When a watch brand is collaborating with an artist, they take a considerable wrist. Artists are by nature free-spirited people who have a vision of how their work should look, and when they get free reign over a watch, the DNA of the brand itself can be greatly compromised. Hublot was also exposed to this risk when they collaborated with Richard Orlinski, and while his design did give them some production challenges.
Those production challenges are mainly caused by the extensive modifications that were needed to change a regular Classic Fusion Aerofusion Chronograph into an Orlinski. In fact, the watch is hardly recognizable as a Classic Fusion Aerofusion anymore, yet it can still only be confused for a Hublot. The brand and the artist reached a synergy by combining forces, which resulted in something that is part watch, and part artwork.
The case of this Classic Fusion Aerofusion Chronograph Orlinski is crafted from titanium which is polished to perfection. It has become a trademark look of Orlinski to create objects with a lot of planes and edges with a polished finish. His design allows for a natural integration of the chronograph pushers, as well as becomes a symbiosis with the open worked dial, under which we can see part of the movement.

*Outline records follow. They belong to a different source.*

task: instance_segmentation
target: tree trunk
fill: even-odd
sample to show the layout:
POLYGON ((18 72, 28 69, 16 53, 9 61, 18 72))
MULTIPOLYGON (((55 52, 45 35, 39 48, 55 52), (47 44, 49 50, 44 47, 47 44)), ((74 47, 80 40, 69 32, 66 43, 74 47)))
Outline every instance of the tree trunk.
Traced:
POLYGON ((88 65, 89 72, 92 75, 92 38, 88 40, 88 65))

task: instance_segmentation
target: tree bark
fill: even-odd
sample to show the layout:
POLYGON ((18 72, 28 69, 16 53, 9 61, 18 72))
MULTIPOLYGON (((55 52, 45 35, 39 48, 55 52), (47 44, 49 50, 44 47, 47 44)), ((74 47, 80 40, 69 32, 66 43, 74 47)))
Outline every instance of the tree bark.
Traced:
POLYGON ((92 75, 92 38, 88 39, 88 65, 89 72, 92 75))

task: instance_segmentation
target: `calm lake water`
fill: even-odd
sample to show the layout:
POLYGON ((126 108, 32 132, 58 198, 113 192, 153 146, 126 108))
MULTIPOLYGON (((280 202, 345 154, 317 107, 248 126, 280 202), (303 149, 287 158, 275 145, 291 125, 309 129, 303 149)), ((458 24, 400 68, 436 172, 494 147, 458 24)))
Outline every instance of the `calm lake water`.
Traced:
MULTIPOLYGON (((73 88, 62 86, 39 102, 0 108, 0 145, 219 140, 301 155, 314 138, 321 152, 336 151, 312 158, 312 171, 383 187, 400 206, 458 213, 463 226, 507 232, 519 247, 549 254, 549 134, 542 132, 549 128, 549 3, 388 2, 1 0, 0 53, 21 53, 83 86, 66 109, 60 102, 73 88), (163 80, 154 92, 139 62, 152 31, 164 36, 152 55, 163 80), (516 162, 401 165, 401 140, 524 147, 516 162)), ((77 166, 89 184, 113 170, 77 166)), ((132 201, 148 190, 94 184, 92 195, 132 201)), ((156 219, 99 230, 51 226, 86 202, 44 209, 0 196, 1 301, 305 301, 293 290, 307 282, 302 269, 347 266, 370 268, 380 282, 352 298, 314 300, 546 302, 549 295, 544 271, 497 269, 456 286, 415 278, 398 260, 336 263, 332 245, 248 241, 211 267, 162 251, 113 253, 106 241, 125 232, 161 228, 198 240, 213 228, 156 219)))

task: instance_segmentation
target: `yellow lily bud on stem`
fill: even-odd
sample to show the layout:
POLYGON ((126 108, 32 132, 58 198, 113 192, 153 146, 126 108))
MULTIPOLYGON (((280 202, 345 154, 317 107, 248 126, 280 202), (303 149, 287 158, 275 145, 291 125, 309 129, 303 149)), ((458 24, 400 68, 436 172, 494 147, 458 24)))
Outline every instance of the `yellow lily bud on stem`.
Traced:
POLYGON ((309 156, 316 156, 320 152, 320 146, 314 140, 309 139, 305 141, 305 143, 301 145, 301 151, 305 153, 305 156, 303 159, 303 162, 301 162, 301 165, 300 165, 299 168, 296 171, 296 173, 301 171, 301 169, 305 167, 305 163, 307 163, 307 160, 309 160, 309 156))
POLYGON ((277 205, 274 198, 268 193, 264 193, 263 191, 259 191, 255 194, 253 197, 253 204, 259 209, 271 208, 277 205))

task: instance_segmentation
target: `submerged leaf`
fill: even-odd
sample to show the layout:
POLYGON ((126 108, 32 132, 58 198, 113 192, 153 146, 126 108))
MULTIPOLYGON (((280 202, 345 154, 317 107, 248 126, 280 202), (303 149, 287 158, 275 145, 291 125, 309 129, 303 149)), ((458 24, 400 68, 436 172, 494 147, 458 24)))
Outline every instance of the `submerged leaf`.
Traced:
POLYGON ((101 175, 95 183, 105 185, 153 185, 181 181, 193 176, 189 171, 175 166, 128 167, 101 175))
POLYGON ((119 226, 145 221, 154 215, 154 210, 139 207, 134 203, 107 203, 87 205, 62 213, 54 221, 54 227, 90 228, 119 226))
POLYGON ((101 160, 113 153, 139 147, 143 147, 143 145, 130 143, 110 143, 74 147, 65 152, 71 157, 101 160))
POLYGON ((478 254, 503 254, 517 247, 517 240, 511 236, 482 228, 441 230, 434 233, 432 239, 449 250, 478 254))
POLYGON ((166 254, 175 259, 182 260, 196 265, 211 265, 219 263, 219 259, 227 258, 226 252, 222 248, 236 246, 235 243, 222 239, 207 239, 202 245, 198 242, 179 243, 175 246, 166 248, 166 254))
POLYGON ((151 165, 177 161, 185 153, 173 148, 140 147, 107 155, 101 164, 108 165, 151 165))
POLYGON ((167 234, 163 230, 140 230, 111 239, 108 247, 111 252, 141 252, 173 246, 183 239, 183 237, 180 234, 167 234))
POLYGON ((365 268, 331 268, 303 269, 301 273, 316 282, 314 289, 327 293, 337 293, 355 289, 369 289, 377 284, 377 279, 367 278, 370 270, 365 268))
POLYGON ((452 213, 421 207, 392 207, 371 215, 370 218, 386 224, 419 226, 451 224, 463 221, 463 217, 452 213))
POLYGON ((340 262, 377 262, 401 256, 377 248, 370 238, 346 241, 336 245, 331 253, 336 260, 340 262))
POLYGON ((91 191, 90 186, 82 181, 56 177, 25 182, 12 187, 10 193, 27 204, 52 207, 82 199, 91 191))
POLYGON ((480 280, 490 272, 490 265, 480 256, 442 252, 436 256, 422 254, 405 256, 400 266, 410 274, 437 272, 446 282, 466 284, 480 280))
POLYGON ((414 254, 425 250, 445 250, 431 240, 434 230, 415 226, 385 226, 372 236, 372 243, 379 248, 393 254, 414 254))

How much changes Hublot had to make on the Classic Fusion Aerofusion Chronograph to accommodate Orlinski’s ideas also becomes clear from the back of the watch. Here form meets function and do we see how all the case elements, as well as the strap, are secured. The movement itself is Hublot Caliber HUB 1155, a skeletonized, two-register chronograph with a date function and a power reserve of 42 hours. It forms the heart of a functional piece of art that came to life thanks to the considerable talent of both Richard Orlinski as well as Hublot, and highlights that the ‘Art of Fusion’ knows no boundaries!